Canadian quadruple-play operator Rogers Communications yesterday signed an agreement with rival triple-play cableco Shaw Communications to secure an option to purchase Shaw’s unused 2100MHz/1700MHz Advanced Wireless Services (AWS) spectrum holdings in 2014. TeleGeography’s GlobalComms Database says that Shaw won its 3G/4G AWS wireless frequency licences mainly covering the Western and Prairie provinces in July 2008, and was officially licensed in September 2009 after paying the CAD190 million (USD186 million) total bid price, but in September 2011 it ditched plans to build a mobile network, citing the level of start-up investment required to compete with existing cellcos, and opted instead to build out a Wi-Fi network to offer wireless broadband internet services at a lower financial cost.
Rogers announced that its acquisition of Shaw’s unused spectrum is aimed at ensuring it maintains its mobile market leadership position, particularly in Western Canada. Shaw’s AWS spectrum holdings include 20MHz across British Columbia, Alberta and Manitoba and 10MHz in selected British Columbia, Saskatchewan and Northern Ontario markets, under a total of 18 regional licences. Rogers has acquired an option to purchase this spectrum, which may be exercised only following receipt of Industry Canada and Competition Bureau approval. If approval is received, the purchase of the spectrum following an exercise of the option would likely take place in late 2014.
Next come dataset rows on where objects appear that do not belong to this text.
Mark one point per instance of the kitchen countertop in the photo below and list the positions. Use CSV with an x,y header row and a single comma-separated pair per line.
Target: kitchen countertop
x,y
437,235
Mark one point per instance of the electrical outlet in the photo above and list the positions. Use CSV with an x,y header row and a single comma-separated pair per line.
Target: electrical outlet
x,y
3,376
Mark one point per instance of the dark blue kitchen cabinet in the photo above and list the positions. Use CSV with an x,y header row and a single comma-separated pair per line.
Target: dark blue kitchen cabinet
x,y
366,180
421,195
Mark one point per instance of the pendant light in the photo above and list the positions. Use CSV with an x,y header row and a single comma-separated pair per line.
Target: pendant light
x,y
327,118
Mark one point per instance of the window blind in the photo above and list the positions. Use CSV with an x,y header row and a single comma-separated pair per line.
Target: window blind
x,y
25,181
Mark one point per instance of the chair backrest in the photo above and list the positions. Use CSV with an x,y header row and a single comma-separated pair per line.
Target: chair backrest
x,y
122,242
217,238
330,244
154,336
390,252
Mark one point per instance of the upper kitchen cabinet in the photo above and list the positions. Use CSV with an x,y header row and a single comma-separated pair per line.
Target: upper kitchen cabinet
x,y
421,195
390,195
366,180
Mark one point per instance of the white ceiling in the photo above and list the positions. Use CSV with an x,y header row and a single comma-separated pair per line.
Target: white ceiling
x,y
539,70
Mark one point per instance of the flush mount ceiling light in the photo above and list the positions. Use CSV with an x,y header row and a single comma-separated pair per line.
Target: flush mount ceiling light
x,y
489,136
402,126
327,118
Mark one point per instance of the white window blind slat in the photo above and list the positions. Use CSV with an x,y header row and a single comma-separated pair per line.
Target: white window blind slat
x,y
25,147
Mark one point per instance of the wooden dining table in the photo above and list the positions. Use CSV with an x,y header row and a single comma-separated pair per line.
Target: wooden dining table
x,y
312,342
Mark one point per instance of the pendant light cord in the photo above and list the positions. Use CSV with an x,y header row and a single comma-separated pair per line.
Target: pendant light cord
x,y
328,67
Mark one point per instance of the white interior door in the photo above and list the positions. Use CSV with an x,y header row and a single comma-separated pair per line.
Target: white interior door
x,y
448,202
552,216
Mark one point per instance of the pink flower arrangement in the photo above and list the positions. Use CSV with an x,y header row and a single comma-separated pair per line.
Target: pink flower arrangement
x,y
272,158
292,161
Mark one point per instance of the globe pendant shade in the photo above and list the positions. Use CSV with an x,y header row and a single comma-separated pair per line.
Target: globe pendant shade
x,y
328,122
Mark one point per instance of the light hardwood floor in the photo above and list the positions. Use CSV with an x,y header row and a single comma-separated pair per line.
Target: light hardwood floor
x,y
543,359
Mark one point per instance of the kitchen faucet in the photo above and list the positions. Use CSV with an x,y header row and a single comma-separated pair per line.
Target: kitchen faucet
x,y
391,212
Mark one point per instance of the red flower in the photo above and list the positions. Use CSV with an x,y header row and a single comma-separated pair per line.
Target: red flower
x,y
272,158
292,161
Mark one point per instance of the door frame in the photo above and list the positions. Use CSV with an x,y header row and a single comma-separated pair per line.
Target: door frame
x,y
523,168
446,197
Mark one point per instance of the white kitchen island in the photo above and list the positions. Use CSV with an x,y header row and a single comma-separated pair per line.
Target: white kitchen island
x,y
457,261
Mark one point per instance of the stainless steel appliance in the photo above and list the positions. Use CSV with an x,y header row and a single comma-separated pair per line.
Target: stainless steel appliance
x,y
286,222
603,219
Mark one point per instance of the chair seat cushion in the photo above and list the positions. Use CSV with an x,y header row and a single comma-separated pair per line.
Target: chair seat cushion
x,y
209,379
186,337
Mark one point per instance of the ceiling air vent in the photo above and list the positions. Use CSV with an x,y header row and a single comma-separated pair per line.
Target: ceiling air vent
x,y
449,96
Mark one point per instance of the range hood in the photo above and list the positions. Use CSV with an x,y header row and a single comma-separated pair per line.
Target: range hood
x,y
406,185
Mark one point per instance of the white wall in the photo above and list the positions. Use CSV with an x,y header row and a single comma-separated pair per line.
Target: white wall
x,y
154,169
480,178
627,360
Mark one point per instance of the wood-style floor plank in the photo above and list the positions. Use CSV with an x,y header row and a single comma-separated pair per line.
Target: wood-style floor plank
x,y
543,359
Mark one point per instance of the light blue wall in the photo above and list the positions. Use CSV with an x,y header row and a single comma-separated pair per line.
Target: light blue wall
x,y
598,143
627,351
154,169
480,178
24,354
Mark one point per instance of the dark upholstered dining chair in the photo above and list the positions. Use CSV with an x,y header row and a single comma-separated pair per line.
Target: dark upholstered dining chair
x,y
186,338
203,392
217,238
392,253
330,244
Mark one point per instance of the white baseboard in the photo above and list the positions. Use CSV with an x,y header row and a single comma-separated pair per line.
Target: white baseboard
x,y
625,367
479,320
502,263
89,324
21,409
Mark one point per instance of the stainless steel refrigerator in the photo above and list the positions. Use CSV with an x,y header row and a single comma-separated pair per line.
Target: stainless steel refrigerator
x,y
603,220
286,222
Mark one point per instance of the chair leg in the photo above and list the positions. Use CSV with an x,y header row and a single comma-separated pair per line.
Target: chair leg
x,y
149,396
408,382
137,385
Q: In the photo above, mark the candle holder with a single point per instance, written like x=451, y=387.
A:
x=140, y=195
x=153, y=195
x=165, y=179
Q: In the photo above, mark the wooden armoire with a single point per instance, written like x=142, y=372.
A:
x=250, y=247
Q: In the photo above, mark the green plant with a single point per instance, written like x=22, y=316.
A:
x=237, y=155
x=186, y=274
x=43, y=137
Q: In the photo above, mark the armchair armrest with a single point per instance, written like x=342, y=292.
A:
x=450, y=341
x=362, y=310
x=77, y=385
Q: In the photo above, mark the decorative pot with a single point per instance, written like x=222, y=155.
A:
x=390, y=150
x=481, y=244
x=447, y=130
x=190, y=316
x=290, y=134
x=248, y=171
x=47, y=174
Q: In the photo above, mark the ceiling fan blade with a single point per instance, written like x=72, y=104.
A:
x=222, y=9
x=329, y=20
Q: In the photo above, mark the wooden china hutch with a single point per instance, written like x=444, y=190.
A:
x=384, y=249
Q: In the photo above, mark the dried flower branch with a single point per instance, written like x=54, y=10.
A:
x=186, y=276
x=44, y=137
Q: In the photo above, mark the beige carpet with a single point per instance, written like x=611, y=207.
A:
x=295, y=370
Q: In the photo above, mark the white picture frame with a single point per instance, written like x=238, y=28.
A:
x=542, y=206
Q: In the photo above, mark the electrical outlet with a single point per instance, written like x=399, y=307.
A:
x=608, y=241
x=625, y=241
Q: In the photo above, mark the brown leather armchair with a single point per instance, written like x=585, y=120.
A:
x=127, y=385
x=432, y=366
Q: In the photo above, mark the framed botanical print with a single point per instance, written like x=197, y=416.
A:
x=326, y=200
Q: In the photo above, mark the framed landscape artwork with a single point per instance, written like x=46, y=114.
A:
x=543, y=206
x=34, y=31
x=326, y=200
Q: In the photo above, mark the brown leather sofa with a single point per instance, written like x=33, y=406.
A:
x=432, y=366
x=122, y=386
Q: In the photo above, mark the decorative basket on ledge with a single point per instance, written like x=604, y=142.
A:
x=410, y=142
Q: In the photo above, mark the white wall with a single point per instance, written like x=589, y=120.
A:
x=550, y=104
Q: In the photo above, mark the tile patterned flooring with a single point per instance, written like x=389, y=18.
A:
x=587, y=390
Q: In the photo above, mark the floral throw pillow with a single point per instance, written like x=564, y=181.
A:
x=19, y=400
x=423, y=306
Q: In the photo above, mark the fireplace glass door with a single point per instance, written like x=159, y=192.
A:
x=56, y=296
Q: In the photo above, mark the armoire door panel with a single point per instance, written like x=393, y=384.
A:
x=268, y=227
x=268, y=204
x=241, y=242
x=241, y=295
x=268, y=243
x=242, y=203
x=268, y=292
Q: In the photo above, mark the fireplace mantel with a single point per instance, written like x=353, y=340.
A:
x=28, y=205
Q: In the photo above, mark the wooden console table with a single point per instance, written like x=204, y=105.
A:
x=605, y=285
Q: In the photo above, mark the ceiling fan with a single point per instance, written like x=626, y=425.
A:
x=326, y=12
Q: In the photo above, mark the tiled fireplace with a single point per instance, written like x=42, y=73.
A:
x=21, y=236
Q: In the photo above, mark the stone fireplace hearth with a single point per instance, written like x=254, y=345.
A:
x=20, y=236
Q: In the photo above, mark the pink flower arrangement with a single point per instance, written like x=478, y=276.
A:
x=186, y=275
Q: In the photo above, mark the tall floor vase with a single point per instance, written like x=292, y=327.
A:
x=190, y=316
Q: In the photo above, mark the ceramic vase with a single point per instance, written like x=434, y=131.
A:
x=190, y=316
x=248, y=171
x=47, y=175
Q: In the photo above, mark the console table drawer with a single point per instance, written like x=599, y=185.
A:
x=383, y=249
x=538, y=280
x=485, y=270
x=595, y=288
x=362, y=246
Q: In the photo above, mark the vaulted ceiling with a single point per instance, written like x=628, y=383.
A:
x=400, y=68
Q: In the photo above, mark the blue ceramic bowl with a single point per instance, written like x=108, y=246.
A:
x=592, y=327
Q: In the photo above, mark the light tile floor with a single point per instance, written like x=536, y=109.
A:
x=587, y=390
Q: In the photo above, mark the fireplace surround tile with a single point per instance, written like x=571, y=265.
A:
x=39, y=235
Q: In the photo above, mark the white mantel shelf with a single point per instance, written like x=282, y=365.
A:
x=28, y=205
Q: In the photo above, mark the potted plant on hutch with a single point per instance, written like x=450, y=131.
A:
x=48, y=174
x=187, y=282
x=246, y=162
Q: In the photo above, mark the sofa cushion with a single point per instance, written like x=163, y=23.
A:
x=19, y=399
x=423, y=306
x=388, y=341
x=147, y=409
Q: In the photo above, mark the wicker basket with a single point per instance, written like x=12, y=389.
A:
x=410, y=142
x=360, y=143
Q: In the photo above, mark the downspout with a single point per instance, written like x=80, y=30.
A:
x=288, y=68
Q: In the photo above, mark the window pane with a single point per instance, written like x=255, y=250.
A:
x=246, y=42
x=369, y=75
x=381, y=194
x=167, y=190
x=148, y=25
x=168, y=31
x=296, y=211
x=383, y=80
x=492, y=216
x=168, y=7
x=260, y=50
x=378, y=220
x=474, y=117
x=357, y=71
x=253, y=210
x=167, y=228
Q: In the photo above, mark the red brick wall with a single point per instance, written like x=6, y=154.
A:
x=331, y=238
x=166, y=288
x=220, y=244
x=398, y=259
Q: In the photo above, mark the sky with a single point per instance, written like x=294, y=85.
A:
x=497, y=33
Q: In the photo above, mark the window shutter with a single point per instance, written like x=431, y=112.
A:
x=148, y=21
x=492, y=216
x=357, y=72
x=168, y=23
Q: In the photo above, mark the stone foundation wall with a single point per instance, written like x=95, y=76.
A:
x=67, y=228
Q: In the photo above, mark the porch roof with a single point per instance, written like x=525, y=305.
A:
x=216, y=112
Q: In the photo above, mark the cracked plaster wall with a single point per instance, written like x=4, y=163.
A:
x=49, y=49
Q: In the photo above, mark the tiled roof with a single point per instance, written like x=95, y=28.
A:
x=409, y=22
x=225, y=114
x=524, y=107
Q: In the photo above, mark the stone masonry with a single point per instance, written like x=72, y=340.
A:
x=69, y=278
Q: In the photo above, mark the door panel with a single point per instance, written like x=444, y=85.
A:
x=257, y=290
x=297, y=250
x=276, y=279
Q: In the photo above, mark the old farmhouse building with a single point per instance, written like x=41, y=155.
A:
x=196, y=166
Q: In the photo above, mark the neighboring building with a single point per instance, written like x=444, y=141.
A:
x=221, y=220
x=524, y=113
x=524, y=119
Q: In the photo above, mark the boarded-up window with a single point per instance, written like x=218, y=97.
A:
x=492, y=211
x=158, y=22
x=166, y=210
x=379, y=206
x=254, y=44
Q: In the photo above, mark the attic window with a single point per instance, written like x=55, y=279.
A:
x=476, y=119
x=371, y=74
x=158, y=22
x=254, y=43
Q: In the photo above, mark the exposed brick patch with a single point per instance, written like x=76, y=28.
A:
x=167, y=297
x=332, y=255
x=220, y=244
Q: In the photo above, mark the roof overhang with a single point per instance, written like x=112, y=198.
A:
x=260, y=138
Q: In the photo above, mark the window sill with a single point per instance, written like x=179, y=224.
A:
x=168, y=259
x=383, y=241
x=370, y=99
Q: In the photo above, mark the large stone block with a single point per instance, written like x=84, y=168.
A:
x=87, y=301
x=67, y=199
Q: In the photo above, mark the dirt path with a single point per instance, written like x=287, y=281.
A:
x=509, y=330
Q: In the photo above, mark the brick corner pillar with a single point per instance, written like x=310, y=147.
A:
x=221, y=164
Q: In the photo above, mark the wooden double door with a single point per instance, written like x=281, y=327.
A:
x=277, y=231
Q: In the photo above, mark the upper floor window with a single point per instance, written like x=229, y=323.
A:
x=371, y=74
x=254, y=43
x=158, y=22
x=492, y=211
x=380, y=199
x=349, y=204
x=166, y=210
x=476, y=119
In other deals announced at the same time, Rogers has agreed to acquire Shaw’s cable business in Hamilton, Ontario, which operates as Mountain Cablevision, while Shaw has agreed to acquire Rogers’ one-third interest in the TV network TVtropolis, and will also enter into negotiations with Rogers for the provision of certain services in Shaw’s home territory of Western Canada. CEO of Rogers, Nadir Mohamed, said that the deal would strengthen the quadruple-play group’s cable portfolio by ‘acquiring a valuable cable business which complements our existing Ontario cable system.’ The acquisition of Mountain expands Rogers cable business in the southern Ontario area and is immediately adjacent to its already highly clustered cable network, with the additional aim of increasing synergies through increased product penetration of its wireless services, as well as through cost efficiencies. Mountain delivers cable television, internet and telephony services over its recently upgraded HFC network.
TVtropolis, a specialty TV network broadcasting across Canada, will be 100%-owned by Shaw following the sale by Rogers, although under the terms of the agreement Rogers will continue to have access to TVtropolis content for broadcast to all of its cable subscribers. The sales of Mountain and the TVtropolis stake are expected to close in the first half of 2013, pending regulatory approval.
Rogers’ net cash investment in the combined deals with Shaw is expected to total approximately CAD700 million once all aspects of the transactions are completed. Rogers said that the cash consideration for the combined transactions includes a CAD250 million deposit for Mountain, as well as a CAD50 million payment for the option to purchase Shaw’s AWS spectrum holdings. Upon the closing of the Mountain component, total cash consideration of CAD400 million will have been paid in respect of this cable business – an amount that includes not only the value of Mountain, but also takes into consideration the value of the bundle of transactions taken together, as well as consideration for the timing of cash payments between the parties. Rogers will receive CAD59 million for the sale of TVtropolis, to be received as a deposit on yesterday’s signing of agreements. Final consideration for the AWS spectrum will be payable if Rogers exercises its option and the spectrum licences are acquired, and will take into account the terms of the negotiable services agreement between Rogers and Shaw. The option will be exercisable from the date on which regulatory approvals are received, and the spectrum licences will be transferrable until a deadline of March 2015, subject to extension in certain circumstances.